Prefect provides integrations with common ML libraries and cloud platforms. You can use Prefect’s built-in retry logic for handling transient failures during API calls or model inference. Prefect’s Orion UI offers visual feedback on pipeline execution, and you can pause, resume, or cancel runs from the dashboard. For AI inference specifically, Prefect works well for wrapping model endpoints and creating inference pipelines that call external APIs or load models for batch predictions.

Dagster includes Dagster Cloud with specialized features for ML pipelines. The asset-based model aligns well with ML workflows where you want to track model versions, dataset versions, and metadata. Dagster’s “sensor” system works effectively for triggering retraining when new data arrives. The integration with Mlflow for model registry is straightforward, and you can define backfills to reprocess historical data when you update your model or preprocessing logic.

For handling large datasets common in AI work, both platforms support distributed execution through integrations with Dask, Spark, or Kubernetes. Prefect’s work pool system lets you scale out execution to cloud infrastructure, while Dagster’s deployment model ties closely to your orchestrator (Celery, Kubernetes, or Dagster’s own execution engine).

Testing and Development

Testing is where the philosophical difference becomes most apparent.

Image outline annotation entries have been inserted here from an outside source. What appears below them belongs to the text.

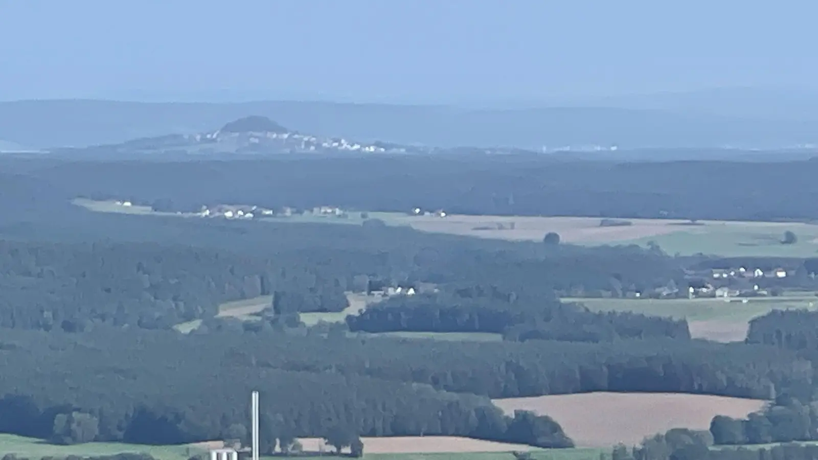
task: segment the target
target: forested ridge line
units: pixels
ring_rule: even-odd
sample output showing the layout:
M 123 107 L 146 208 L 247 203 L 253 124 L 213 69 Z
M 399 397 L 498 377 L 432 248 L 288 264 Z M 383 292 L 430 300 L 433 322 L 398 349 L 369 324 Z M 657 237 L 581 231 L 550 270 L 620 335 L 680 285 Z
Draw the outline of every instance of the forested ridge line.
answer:
M 111 237 L 69 231 L 34 239 L 50 225 L 38 223 L 28 238 L 0 239 L 0 325 L 169 328 L 211 318 L 221 302 L 266 295 L 284 312 L 341 311 L 344 291 L 365 290 L 368 279 L 494 286 L 547 306 L 559 291 L 646 289 L 683 276 L 672 258 L 637 246 L 543 248 L 409 228 L 142 216 L 68 224 Z
M 346 322 L 353 331 L 493 332 L 523 341 L 690 338 L 685 320 L 591 312 L 580 304 L 505 293 L 495 286 L 391 297 L 347 316 Z
M 219 439 L 245 423 L 247 395 L 258 389 L 268 438 L 343 428 L 350 435 L 565 446 L 553 422 L 519 414 L 515 422 L 486 396 L 614 390 L 763 397 L 773 386 L 811 379 L 809 363 L 785 350 L 673 340 L 438 343 L 105 326 L 92 333 L 3 332 L 0 365 L 16 371 L 0 375 L 0 431 L 43 439 L 55 435 L 56 415 L 74 413 L 87 414 L 77 420 L 93 417 L 97 440 Z M 540 426 L 540 440 L 511 428 L 520 423 L 529 432 Z
M 818 219 L 818 161 L 616 163 L 540 156 L 352 157 L 236 161 L 4 161 L 79 196 L 202 205 L 727 220 Z M 337 174 L 338 171 L 344 174 Z M 754 193 L 746 191 L 753 183 Z M 10 196 L 20 195 L 8 186 Z M 29 187 L 30 188 L 30 187 Z M 0 193 L 0 195 L 2 195 Z M 713 200 L 713 196 L 719 196 Z M 798 196 L 801 200 L 786 196 Z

Prefect allows you to run flows locally without any special setup. You can call your flow functions directly in tests, and the orchestration only activates when you use the Prefect CLI or API to run the flow. This means testing feels similar to testing regular Python code.

# Testing a Prefect flow
from my_pipeline import training_pipeline

# Direct execution works for testing
result = training_pipeline(data_source="test_data.csv")
assert result is not None

Dagster provides a richer testing environment with dagster test. You can write unit tests that verify each asset produces the expected output given sample inputs.

# Testing a Dagster asset
from dagster import AssetIn
from my_pipeline import processed_data

def test_preprocessing():
    sample_data = pd.DataFrame({"a": [1, 2, 3], "b": [4, None, 6]})
    result = processed_data(sample_data)
    assert result.shape[0] == 2  # Dropped the row with None

Both approaches have merit. Prefect’s testing model feels less intrusive, while Dagster’s explicit asset definitions enable more comprehensive testing at the cost of additional structure.

When to Choose Each

Choose Prefect when your team values speed of development and wants minimal friction between local scripts and production pipelines. Prefect works well for inference pipelines, simple retraining workflows, and teams that prefer a more flexible, decorator-based approach. The learning curve is gentle, and you can adopt orchestration incrementally.

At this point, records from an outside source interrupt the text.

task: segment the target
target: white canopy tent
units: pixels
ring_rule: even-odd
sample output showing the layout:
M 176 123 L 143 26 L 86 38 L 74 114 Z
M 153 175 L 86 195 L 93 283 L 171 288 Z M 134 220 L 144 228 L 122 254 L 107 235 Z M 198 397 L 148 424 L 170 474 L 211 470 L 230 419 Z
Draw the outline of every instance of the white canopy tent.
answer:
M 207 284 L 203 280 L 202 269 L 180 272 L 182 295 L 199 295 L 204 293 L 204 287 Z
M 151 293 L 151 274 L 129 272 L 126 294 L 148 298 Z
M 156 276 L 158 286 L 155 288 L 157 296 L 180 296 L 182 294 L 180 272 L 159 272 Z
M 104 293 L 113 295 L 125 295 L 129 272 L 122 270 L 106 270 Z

Choose Dagster when your AI pipelines involve complex data dependencies, require rigorous testing, or benefit from explicit versioning of models and datasets. Dagster’s asset model makes it easier to track lineage and understand data flow through your ML pipeline. The stronger typing and structured definitions pay off as pipelines grow in complexity.

Both tools handle production AI workloads effectively. The choice often comes down to your team’s preferences around testing rigor, pipeline complexity, and how much structure you want to enforce versus how much flexibility you need.